EVALUATION OF A SLAM-BASED POINT CLOUD FOR DEFLECTION ANALYSIS IN HISTORIC TIMBER FLOORS
Keywords: Wearable Mobile Mapping, Diagnostics, Timber floor, Simultaneous Location and Mapping, Deep Learning, Noise reduction
Abstract. This paper aims at evaluating the possibility of using wearable mobile mapping solutions as a tool for detecting deflections in timber floors. These construction systems are prone to present this type of damage due to the mechanical properties of the wood (relatively low flexural stiffness and creep behaviour). During this study we have evaluated the chance of introducing an additional stage to the general workflow. This stage is devoted to reduce the noise of the 3D point cloud by using the Statistical Outlier Removal filter in combination with a noise-reduction filter such as the Anisotropic filter, the PointCleannet or the Scored-based denoised networks (Deep Learning methods).

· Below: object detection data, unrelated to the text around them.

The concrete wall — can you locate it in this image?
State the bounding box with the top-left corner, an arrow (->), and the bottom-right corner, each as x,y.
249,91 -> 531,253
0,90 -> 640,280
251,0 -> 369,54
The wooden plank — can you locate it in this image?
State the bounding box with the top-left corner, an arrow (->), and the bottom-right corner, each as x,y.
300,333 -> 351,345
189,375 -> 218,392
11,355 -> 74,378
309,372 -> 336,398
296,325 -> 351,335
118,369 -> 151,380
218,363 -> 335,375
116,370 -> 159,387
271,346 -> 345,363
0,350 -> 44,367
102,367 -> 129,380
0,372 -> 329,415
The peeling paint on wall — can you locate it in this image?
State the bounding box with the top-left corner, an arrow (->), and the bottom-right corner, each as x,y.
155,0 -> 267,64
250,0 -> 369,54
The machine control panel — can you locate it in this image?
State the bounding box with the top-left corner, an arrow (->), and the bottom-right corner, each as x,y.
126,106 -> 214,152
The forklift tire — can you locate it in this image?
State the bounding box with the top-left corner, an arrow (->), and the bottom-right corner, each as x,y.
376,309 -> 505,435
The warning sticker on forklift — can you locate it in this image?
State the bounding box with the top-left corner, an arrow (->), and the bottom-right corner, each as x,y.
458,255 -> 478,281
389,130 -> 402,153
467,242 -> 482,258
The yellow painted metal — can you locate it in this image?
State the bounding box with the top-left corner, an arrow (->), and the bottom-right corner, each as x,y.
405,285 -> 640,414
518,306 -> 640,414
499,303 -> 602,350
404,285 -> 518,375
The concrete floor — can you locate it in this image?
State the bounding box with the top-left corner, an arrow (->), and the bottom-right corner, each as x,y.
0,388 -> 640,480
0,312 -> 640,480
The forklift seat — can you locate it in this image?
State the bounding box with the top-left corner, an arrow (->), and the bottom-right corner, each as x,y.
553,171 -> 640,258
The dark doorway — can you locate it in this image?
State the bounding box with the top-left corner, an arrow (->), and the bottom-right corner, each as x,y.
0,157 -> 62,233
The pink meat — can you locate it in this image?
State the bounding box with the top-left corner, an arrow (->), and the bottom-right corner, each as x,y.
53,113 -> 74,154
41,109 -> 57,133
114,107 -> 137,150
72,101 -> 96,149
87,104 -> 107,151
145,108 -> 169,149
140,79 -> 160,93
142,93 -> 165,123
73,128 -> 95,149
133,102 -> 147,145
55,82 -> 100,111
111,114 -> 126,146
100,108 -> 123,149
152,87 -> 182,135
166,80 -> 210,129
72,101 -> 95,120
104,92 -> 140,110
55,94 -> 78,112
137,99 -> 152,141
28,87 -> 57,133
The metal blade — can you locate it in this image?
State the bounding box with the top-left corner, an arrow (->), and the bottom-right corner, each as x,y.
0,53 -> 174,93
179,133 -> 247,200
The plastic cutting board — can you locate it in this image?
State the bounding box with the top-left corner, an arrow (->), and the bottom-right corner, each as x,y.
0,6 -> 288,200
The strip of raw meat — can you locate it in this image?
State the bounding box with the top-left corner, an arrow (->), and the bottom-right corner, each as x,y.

According with our results, the use of this strategies improves the quality of the 3D point cloud form a qualitative and quantitative point of view. However, these improvements seem to be not sufficient for using this product as a universal source of information for deflection analysis. In this sense, and according with the sensor and study case exploited, this type of point clouds could be used in floors with 5-8-meter length and a relative deflection of about L/200 or higher.